Internal Design of Triangle Counting¶

Overview¶

Triangle counting is a community detection graph algorithm that is used to determine the number of triangles passing through each node in the graph. A triangle is a set of three nodes, where each node has a relationship to all other nodes.

Algorithm¶

The algorithm of Triangle Count is as follows:

Calculate the neighboring nodes of each node.
Calculate the intersection for each edge and find the node whose id in the intersection is greater than the id of the first two nodes.
For each node, count the total number of Triangles. Note that only the Triangle Counts that meet the calculation direction are counted.

Note: When calculating triangles, there must be a calculation direction (for example, starting node id <intermediate node id <destination node id).

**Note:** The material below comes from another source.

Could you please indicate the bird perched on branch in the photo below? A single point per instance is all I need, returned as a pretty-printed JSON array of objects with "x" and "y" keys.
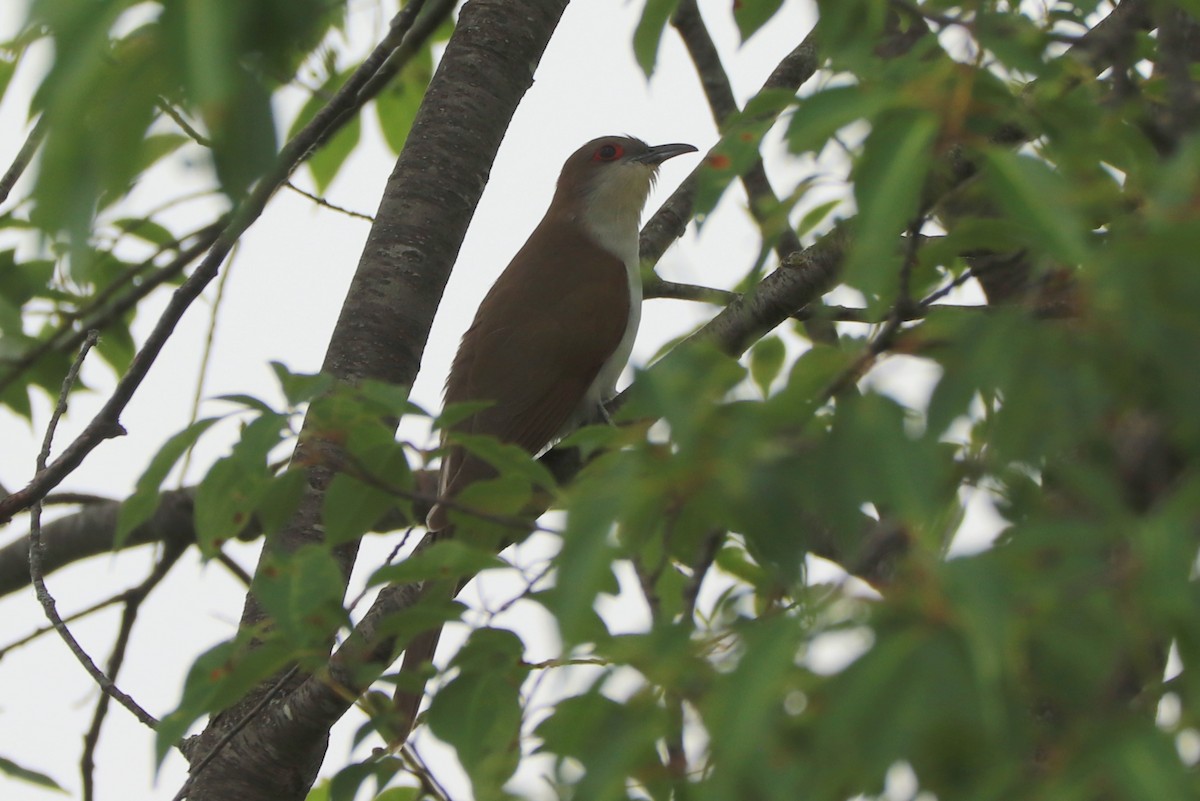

Assume that node A and node B are neighbors. The set of neighbors of node A is {B, C, D, E}, the set of neighbors of node B is {A, C, E, F, G}, and their intersection is {C, E} . The nodes in the intersection are the common neighbors of node A and node B, so there are two triangles {A, B, C} and {A, B, E}.

Implemention¶

The input matrix should ensure that the following conditions hold:

Undirected graph.
No self edges.
All edges are oriented (src ID is greater than dst ID for compressed sparse column (CSC) format or dst ID is greater than src ID for compressed sparse row (CSR) format).
No duplicate edges.

The algorithm implemention is shown as the figure below:

Figure 1 TriangleCount architecture on FPGA

As we can see from the figure:

Module row1CopyImpl and its previous module: first get the rows corresponding to the order of increasing columns, and then copy the rows according to the number of rows.
Module row2Impl and its previous module: frist get the rows corresponding to the order of increasing columns, and then use the rows as columns to obtain their corresponding rows.
Module mergeImpl and tcAccUnit: count the number of intersections of rows from module row1CopyImpl and module row2Impl in the order of the columns. The cumulative result is the number of triangles.

Profiling¶

The hardware resource utilizations are listed in the following table.

Table 1 Hardware resources¶
Kernel	BRAM	URAM	DSP	LUT	Frequency(MHz)
TC_Kernel	62	16	0	21001	300

Benchmark¶

The performance is shown in the table below.

Table 2 Comparison between CPU and FPGA¶
Datasets	Vertex	Edges	FPGA time	Spark (4 threads)		Spark (8 threads)		Spark (16 threads)		Spark (32 threads)
Datasets	Vertex	Edges	FPGA time	Spark time	speedup	Spark time	speedup	Spark time	speedup	Spark time	speedup
as-Skitter	1694616	11094209	53.05	46.5	0.88	31.30	0.59	25.66	0.48	26.60	0.50
coPapersDBLP	540486	15245729	4.37	68.0	15.55	42.08	9.63	29.55	6.76	33.15	7.59
coPapersCiteseer	434102	16036720	6.80	74.4	10.94	38.74	5.70	37.42	5.50	33.87	4.98
cit-Patents	3774768	16518948	0.80	75.8	95.10	57.20	71.50	44.87	56.09	39.61	49.51
europe_osm	50912018	54054660	1.08	577.1	534.07	295.57	273.68	221.86	205.43	144.68	133.96
hollywood	1139905	57515616	113.48	395.0	3.49	246.42	2.17	220.90	1.95	–	–
soc-LiveJournal1	4847571	68993773	21.17	194.3	9.18	121.15	5.72	104.64	4.94	149.34	7.05
ljournal-2008	5363260	79023142	19.73	223.5	11.33	146.63	7.43	171.35	8.68	–	–
GEOMEAN			9.47	143.2	15.1X	88.54	9.4X	76.05	8.0X	54.27	9.8X

Note

Spark time is the execution time of funciton “TriangleCount.runPreCanonicalized”.
Spark running on platform with Intel(R) Xeon(R) CPU E5-2690 v4 @2.600GHz, 56 Threads (2 Sockets, 14 Core(s) per socket, 2 Thread(s) per core).
time unit: second.
“-” Indicates that the result could not be obtained due to insufficient memory.